For several years, the AMA CPT has released public agendas of codes-in-play prior to their public CPT editorial panel meetings. After the meetings, the AMA CPT also releases a summary of decisions made.
The agenda for the February 2017 meeting is here. [Link will change if updated; see main page here.]
Several codes address hereditary risk testing.
According to Tab 18, there is a proposal to revise BRCA1/BRCA2 codes 81121 and 81162. The former is a legacy code for BRCA sequencing, priced by CMS at about $2195 for CY2017. The second code includes a composite of BRCA sequencing and dupdel analysis, priced by CMS at about $2503. These BRCA sequencing codes contrast sharply with a newer panel codes, that currently includes BRCA1/BRCA2 sequencing AND 12 or more additional breast and ovarian cancer genes. This code, 81432, is priced by CMS at $931. In payer circles, this is called a "rank order disparity" in pricing - a code that involves more work, including the same work, is priced far lower than another code. According to tab 18, 81121 would be defined for Sanger sequencing and 81162 would be defined for next gen sequencing.

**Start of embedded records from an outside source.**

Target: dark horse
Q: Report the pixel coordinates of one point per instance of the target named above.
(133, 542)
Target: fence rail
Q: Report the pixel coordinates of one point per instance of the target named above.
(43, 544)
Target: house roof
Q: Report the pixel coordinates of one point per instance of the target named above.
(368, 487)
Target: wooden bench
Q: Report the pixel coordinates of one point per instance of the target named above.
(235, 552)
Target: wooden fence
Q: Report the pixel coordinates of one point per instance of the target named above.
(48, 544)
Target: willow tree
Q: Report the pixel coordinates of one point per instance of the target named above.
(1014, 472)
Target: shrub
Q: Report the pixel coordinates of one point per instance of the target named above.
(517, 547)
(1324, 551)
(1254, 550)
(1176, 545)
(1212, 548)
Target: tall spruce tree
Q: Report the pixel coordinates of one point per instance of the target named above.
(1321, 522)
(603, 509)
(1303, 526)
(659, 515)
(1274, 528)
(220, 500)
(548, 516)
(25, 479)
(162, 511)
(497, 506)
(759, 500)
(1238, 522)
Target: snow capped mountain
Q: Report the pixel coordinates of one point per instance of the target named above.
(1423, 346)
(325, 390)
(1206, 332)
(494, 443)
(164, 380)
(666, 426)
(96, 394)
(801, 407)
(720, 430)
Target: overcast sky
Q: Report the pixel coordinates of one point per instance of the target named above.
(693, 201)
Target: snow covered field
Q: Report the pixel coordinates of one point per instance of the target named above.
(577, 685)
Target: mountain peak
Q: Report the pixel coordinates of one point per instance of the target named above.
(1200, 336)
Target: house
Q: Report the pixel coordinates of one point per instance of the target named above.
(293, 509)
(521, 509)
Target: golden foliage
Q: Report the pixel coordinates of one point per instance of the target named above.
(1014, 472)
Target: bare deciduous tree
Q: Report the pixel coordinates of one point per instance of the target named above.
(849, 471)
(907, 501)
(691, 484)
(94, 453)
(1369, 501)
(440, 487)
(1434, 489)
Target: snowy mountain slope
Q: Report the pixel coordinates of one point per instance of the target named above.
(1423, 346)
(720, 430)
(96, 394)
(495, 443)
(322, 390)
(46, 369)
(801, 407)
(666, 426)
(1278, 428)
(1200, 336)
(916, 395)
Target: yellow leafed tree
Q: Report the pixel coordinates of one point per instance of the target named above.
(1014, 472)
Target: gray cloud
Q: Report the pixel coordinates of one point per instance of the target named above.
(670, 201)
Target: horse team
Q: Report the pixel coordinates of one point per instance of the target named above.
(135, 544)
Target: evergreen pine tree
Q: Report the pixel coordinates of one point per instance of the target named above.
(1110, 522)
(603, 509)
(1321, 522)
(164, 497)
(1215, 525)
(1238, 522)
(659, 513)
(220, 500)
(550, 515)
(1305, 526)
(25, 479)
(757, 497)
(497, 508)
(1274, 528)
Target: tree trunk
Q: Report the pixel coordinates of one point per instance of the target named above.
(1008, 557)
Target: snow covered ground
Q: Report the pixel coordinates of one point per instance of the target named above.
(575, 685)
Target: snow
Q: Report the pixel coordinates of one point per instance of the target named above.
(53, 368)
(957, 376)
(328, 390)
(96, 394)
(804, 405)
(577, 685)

Tab 21 is related to the hereditary breast cancer "panel" code, 81432, $931. It is currently defined to include an EXACT gene panel set, suggesting if any one gene is left out, the panel code at $932 will not apply. Absent a panel code, labs would presumably use unlisted codes or stack individual gene codes, which could total to circa $4000. Tab 21 suggests revising the code to always including BRCA1 and BRCA2 and to encompass 10 or more genes "typically including" a gene set, so that if one or two genes were left out or substituted, the panel code might still apply.
Finally, according to the agenda, Tab 22 is Genomic Sequencing Procedure for Multiple Cancer Syndromes. This would be germline hereditary panels that include genes selected from among multiple cancer syndromes. If accepted, such a code would enter the next CMS gapfill/crosswalk pricing process. Since the AMA CPT doesn't appear to have a clear rule in the text about when stack coding should stop and an unlisted code should be used, in the absence of this new code, there would either be a lot of use of high level stack coding or high use of unlisted codes (which tallied 1/3 of Medicare's molecular payments in CY2015!!!!).
In a webinar sponsored by PMC and AHIP on December 15, a major payer described frequently getting genetic stack code claims with 20 or more codes submitted. In the case of BRCA testing under codes 81211, 81162, 81432, bringing the coding together with CMS fee schedules, in some cases Medicare may be paying $932, in some cases $2300 or more. President Trump would probably tweet - "Bad deal - must change!"